MIENTRAS TANTO…


calavera hamlet

Cuando muera, se me habrán apagado las luces y pasaré a un estado que intuyo feliz, pero para los efectos terrenos, habrá oscuridad. Mientras tanto estoy vivo y me ocupan la mente muchas cosas: lo que sucede, por ejemplo, en un presente que parece que se va degradando mientras camina hacia el futuro. Un presente que no parece que a nadie le importara y en el que solo lo puramente personal valiera. Me parece terrible ver como se dinamitan los días sin que los escombros que caen le hagan mella a nadie.
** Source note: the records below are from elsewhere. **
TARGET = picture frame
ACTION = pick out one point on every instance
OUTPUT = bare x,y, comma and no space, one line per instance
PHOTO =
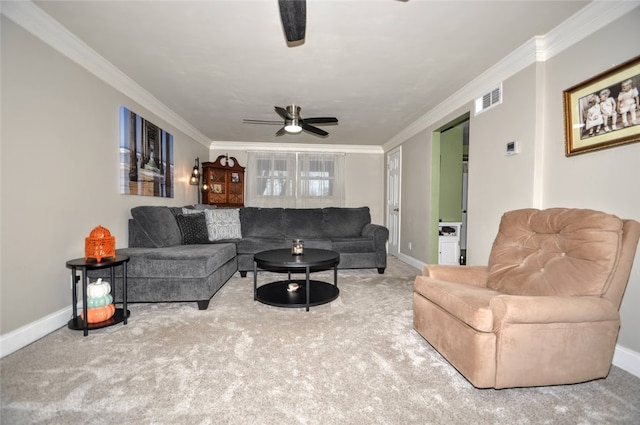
603,111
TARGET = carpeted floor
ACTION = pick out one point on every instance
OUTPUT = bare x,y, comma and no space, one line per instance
354,361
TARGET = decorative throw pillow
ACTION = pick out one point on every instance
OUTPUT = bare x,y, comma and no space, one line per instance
223,223
193,228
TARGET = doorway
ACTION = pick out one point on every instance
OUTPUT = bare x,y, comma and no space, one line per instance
450,156
393,200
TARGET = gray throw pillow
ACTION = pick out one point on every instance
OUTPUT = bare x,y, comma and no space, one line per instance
193,228
223,223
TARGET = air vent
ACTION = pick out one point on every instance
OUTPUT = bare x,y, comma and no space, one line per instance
489,100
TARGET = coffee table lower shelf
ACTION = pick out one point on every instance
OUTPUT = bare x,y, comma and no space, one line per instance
276,294
77,324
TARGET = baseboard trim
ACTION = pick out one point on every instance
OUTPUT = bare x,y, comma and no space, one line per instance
627,360
624,358
30,333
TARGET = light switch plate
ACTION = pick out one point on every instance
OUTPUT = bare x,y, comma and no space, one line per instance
512,148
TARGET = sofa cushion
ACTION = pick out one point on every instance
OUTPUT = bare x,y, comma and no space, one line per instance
223,224
303,223
262,222
350,245
251,245
558,251
469,304
193,228
185,261
345,222
159,224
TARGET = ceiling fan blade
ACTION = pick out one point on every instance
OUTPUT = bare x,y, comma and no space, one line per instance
283,113
314,130
321,120
246,121
294,18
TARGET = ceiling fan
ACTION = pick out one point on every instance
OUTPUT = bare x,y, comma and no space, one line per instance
294,18
294,123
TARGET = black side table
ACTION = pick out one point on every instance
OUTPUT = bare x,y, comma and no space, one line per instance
121,314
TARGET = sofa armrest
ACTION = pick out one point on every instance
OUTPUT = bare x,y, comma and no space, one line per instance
471,275
546,309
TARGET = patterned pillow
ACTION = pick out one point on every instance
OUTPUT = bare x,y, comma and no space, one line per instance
223,223
193,228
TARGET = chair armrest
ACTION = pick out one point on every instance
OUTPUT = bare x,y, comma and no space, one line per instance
543,309
471,275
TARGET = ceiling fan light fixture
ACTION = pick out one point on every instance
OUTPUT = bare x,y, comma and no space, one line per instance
292,126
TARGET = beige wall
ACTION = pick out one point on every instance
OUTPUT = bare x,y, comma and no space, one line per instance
541,175
60,173
604,180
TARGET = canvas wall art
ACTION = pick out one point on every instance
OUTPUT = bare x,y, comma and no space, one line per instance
146,157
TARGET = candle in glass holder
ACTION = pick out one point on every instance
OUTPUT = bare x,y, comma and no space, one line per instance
297,247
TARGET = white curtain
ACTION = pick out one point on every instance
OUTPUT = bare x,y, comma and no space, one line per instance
295,179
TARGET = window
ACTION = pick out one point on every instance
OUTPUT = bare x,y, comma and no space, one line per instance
295,179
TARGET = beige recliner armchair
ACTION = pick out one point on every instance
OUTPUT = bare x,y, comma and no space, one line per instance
545,309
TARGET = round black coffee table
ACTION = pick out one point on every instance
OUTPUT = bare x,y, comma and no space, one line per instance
309,292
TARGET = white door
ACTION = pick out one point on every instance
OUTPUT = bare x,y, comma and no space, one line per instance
393,200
La indiferencia general resulta extraña porque veo sucesos que debieron mover los cimientos, pasan sin dejar huella y sin mayores comentarios o como notas al margen.

Yo, mientras esté vivo, no puedo hacer más que ocuparme de lo que sucede y escribir. Escribir con la esperanza del mensaje de una botella echada al mar: tal vez, en una playa, muy lejos, alguien lo lea y haga aquello que no pude.

No es mirar las cosas negras, pero sí me doy cuenta que lo que está pasando tiene tonos oscuros, tiene sombras. Pienso a veces que una gran mayoría duerme y me vienen a la memoria las palabras de Hamlet: Morir, dormir… ¿dormir? Tal vez soñar.